This study draws attention to the dark side of open innovation, which includes failures that can occur at various stages of the open innovation process.
Sanjay Chaudhary, Associate Professor, Jindal Global Business School, O.P. Jindal Global University, Sonipat, Haryana, India.
Puneet Kaur, Department of Psychosocial Science, University of Bergen, Norway; Optentia Research Focus Area, North-West University, Vanderbijlpark, South Africa.
Shalini Talwar, K J Somaiya Institute of Management, Somaiya Vidyavihar University, Mumbai, India.
Nazrul Islam, Department of Science, Innovation, Technology and Entrepreneurship, University of Exeter Business School, England, UK.
Amandeep Dhir, Department of Management, School of Business & Law, University of Agder, Norway; Norwegian School of Hotel Management, University of Stavanger, Stavanger, Norway; Optentia Research Focus Area, North-West University, Vanderbijlpark, South Africa.
With the increasing need for firms to implement innovation in their pursuit of competitive advantage, open innovation has attracted the growing attention of academics and practitioners.

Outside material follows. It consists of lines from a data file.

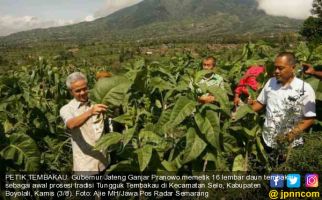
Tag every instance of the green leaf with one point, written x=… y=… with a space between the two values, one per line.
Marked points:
x=144 y=156
x=159 y=83
x=239 y=164
x=110 y=91
x=128 y=135
x=209 y=126
x=22 y=150
x=149 y=136
x=261 y=149
x=183 y=108
x=194 y=147
x=108 y=140
x=242 y=111
x=221 y=97
x=230 y=143
x=126 y=119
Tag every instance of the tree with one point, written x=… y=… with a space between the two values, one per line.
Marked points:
x=317 y=8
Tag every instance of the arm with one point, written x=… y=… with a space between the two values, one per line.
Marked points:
x=311 y=71
x=299 y=128
x=206 y=99
x=256 y=106
x=81 y=119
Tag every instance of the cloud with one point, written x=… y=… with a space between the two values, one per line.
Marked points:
x=113 y=5
x=11 y=24
x=89 y=18
x=298 y=9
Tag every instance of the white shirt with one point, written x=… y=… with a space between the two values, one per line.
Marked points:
x=285 y=107
x=85 y=158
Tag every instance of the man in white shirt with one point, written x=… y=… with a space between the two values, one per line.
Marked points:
x=81 y=119
x=289 y=103
x=210 y=79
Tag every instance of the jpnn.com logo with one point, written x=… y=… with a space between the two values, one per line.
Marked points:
x=277 y=181
x=293 y=181
x=311 y=180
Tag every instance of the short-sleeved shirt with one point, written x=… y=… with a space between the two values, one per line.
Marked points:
x=286 y=106
x=213 y=80
x=85 y=158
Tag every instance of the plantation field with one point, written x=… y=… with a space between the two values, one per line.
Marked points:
x=163 y=125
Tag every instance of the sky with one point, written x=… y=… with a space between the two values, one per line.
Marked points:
x=20 y=15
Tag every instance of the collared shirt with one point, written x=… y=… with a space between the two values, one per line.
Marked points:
x=213 y=80
x=286 y=106
x=85 y=158
x=249 y=79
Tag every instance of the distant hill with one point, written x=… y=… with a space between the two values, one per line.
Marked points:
x=157 y=19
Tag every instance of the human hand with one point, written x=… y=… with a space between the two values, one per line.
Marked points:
x=250 y=101
x=236 y=100
x=98 y=109
x=308 y=69
x=289 y=137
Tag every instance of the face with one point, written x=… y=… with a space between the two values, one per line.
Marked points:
x=208 y=64
x=79 y=90
x=283 y=70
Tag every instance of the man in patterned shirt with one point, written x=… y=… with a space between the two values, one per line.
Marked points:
x=210 y=79
x=80 y=119
x=289 y=103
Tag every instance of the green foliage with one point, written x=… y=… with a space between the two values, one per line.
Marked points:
x=165 y=127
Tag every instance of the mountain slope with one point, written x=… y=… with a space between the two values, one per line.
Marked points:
x=154 y=19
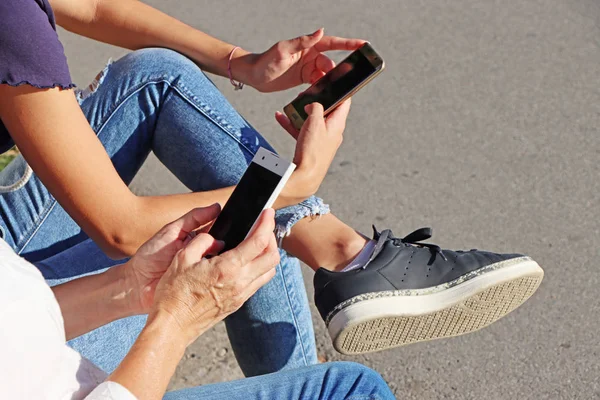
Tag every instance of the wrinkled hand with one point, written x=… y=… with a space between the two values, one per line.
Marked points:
x=316 y=146
x=195 y=293
x=290 y=63
x=153 y=258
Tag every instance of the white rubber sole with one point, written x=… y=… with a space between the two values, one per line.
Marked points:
x=403 y=317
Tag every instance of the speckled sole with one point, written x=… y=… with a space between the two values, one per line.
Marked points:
x=384 y=322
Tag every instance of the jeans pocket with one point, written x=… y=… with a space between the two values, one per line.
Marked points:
x=15 y=175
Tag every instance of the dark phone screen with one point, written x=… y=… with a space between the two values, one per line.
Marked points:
x=245 y=205
x=336 y=83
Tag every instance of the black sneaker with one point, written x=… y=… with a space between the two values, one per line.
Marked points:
x=411 y=292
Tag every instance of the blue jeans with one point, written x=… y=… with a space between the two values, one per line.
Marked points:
x=331 y=381
x=157 y=100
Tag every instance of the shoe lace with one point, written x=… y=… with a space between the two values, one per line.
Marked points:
x=415 y=238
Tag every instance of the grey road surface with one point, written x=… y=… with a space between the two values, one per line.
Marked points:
x=485 y=126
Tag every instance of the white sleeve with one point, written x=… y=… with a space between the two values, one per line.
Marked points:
x=110 y=391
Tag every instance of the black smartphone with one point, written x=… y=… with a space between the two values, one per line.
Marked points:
x=258 y=189
x=350 y=75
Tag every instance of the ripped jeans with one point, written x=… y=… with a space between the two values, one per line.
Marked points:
x=157 y=100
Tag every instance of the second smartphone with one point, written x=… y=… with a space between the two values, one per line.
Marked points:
x=258 y=189
x=354 y=72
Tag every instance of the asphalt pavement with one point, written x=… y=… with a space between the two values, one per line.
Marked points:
x=485 y=126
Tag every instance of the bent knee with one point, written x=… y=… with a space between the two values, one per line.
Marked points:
x=355 y=371
x=158 y=63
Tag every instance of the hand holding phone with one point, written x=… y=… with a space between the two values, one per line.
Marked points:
x=258 y=189
x=339 y=84
x=316 y=146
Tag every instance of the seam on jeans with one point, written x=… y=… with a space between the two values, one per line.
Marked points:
x=119 y=103
x=209 y=113
x=22 y=181
x=38 y=222
x=287 y=294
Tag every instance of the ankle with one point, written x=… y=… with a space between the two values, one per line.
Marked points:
x=345 y=251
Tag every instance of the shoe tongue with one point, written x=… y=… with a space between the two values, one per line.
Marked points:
x=381 y=239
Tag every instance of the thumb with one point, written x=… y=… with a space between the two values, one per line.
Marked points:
x=301 y=42
x=315 y=111
x=194 y=220
x=200 y=246
x=314 y=123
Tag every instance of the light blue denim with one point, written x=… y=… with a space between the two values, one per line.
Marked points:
x=158 y=100
x=331 y=381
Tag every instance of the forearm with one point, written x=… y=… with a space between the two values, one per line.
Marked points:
x=92 y=301
x=153 y=212
x=134 y=25
x=151 y=362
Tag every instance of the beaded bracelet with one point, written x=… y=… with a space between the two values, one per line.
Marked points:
x=236 y=85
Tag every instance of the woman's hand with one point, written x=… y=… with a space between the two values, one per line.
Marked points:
x=290 y=63
x=148 y=265
x=316 y=146
x=195 y=293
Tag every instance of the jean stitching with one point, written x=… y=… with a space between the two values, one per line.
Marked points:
x=187 y=95
x=293 y=312
x=22 y=181
x=129 y=94
x=38 y=224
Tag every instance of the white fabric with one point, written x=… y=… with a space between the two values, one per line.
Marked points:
x=35 y=362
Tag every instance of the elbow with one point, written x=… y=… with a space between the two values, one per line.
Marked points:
x=119 y=243
x=118 y=247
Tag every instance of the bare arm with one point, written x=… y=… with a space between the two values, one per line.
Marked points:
x=134 y=25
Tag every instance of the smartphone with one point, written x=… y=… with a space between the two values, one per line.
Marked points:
x=258 y=189
x=358 y=69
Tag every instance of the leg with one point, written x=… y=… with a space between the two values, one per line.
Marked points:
x=137 y=100
x=331 y=381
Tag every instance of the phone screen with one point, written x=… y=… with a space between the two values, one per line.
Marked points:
x=245 y=205
x=336 y=84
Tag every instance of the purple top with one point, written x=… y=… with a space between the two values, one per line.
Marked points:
x=30 y=51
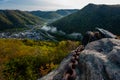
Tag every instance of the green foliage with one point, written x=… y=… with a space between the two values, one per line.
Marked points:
x=30 y=60
x=52 y=15
x=91 y=16
x=17 y=19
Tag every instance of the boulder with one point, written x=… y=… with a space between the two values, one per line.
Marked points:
x=100 y=60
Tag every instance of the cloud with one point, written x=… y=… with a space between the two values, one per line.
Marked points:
x=50 y=4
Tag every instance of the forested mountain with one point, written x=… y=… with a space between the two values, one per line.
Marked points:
x=91 y=16
x=53 y=14
x=10 y=19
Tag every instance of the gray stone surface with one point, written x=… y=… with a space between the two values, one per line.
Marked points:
x=100 y=60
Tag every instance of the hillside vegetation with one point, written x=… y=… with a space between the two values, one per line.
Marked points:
x=10 y=19
x=30 y=60
x=53 y=15
x=91 y=16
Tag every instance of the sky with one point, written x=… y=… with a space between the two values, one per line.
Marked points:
x=48 y=5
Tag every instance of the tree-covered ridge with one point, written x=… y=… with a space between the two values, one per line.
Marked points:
x=91 y=16
x=30 y=60
x=53 y=14
x=17 y=19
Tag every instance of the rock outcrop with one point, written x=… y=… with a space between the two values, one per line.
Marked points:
x=100 y=60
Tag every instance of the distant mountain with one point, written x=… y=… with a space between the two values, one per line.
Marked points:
x=10 y=19
x=91 y=16
x=53 y=15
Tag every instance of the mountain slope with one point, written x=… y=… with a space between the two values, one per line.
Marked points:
x=91 y=16
x=17 y=19
x=53 y=14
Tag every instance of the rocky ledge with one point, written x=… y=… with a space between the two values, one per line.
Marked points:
x=100 y=60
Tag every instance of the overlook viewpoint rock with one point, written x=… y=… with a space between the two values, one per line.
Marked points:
x=98 y=61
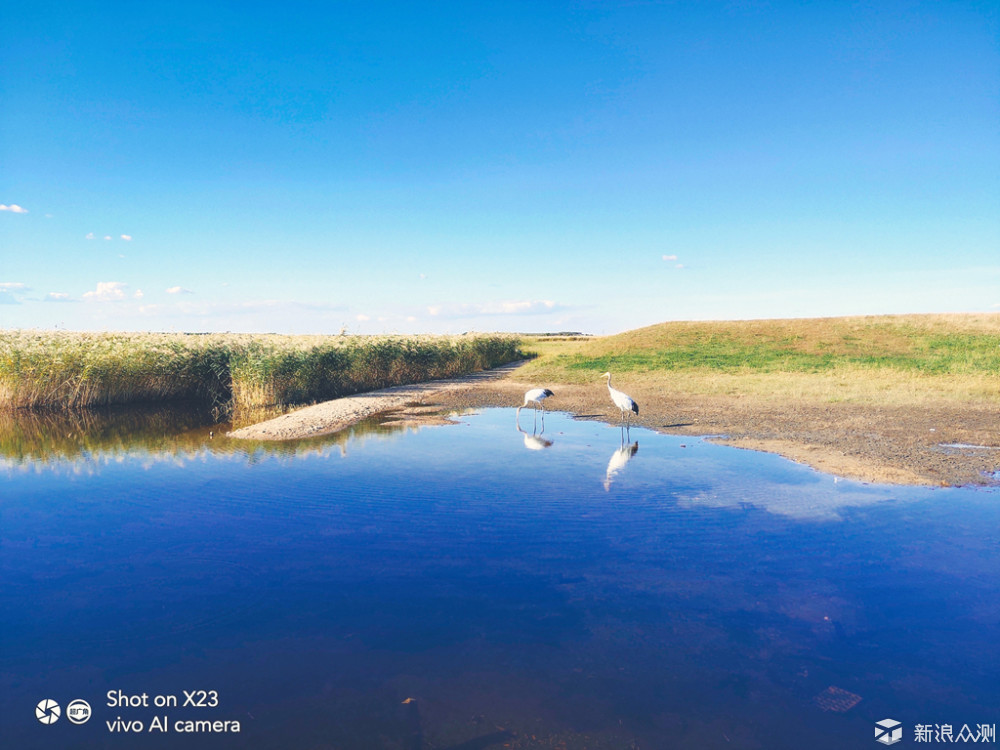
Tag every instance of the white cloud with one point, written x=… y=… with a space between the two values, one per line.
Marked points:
x=514 y=307
x=107 y=291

However, the current literature has been lopsided, focussing predominantly on the myriad benefits of open innovation. We argue that eulogising only the positive aspects of open innovation is insufficient to help firms and motivate future research.
Therefore, we recommend increased attention to the dark side of open innovation, which includes failures that can occur at various stages of the open innovation process.
A review of the existing literature reveals that although researchers have, time and again, attempted to document failure in open innovation, this literature is comparatively sparse and fragmented.
The extant literature also exhibits an apparent lack of effort to encourage future research, as evidenced by the absence of a comprehensive literature review. We aim to address this research gap by reviewing 76 studies identified by applying a stringent search protocol consistent with the systematic literature review (SLR) methodology.
The contributions of this SLR include (a) development of a research profile of the relevant literature, (b) identification of five thematic areas, (c) elucidation of research gaps and suggestion of potential research questions as an agenda for future research on failures in open innovation, (d) formulation of a conceptual framework comprising the antecedents and outcomes of open innovation failure and (e) presentation of the various theoretical and managerial implications for scholars and practitioners.